10.22052/jdee.2018.126500.1031

Abstract

In recent years, the issue of climate change especially its impacts investigate by use of world bioclimatic classification systems (WBCS) that are coupled with climate change models.The Rivas Martinez classification that is a hierarchical method, uses a set of climate variables and biochemical index, it has its own subgroups.; macrobioclimatology, bioclimate, thermotype and ambrotype. Indicators used in this method are: simple continentality index, annual ambrothermic index, thermal index and compensated thermicity index. In order to evaluate the change in bioclimatic index of the Martinez method under climate change conditions in south of Iran, we used the output data of the HadGEM2.ES model as one of the CMIP5 models with appropriate spatial resolution and the two scenarios RCP8.5 & RCP4.5 The strength of model is determined based on the weight gain method. The results of this study indicate that, generally, under the implementation of pessimistic and optimistic scenarios, the rate of ambrothermic decreases, which means that the environmental conditions become drier. The thermal index, which evaluates the cold intensity during the cold period, as a limiting factor for the growth and development of plant communities will increase. The core of increase of this indicator is relatively large and has an extension to the west of the provinces of Hormozgan, south of Fars and west of Kerman province.
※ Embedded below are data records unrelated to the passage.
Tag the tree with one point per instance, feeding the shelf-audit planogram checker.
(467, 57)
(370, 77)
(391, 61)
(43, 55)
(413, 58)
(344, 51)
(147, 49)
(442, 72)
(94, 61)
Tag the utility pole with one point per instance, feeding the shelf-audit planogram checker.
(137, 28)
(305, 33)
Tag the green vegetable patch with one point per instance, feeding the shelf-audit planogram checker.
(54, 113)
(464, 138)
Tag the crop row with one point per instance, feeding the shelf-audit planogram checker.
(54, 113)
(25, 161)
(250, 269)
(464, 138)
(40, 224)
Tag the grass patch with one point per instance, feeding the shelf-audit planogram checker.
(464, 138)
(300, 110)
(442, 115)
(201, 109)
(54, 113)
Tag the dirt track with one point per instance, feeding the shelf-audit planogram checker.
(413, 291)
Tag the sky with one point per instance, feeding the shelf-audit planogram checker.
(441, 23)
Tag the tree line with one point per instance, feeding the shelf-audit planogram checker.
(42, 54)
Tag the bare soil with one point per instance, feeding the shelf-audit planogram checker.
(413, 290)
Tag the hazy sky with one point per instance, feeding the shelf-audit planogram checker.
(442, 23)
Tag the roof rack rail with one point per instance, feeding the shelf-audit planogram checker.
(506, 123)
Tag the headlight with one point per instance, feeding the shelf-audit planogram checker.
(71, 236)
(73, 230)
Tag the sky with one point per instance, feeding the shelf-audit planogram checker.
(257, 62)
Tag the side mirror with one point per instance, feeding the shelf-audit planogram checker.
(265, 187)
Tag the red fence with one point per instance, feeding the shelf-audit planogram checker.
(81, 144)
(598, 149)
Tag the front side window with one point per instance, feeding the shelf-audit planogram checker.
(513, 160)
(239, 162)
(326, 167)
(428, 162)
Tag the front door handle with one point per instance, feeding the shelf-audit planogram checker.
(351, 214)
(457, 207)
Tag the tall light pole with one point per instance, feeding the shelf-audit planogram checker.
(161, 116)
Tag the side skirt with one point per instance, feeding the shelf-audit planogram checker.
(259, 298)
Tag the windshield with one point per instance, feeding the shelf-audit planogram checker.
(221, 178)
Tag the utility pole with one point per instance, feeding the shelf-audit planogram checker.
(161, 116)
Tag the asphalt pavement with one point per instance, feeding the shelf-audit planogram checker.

Also, the output of the model indicates that a decrease of continentality index for the future period. The reason for this decrease is due to an unbalanced temperature increase during the warm and cold seasons. The implementation of global climate change models also confirms this. The yearly positive temperature shows decreasing trend due to the transfer of periods that will experience a zero temperature threshold under the warming conditions.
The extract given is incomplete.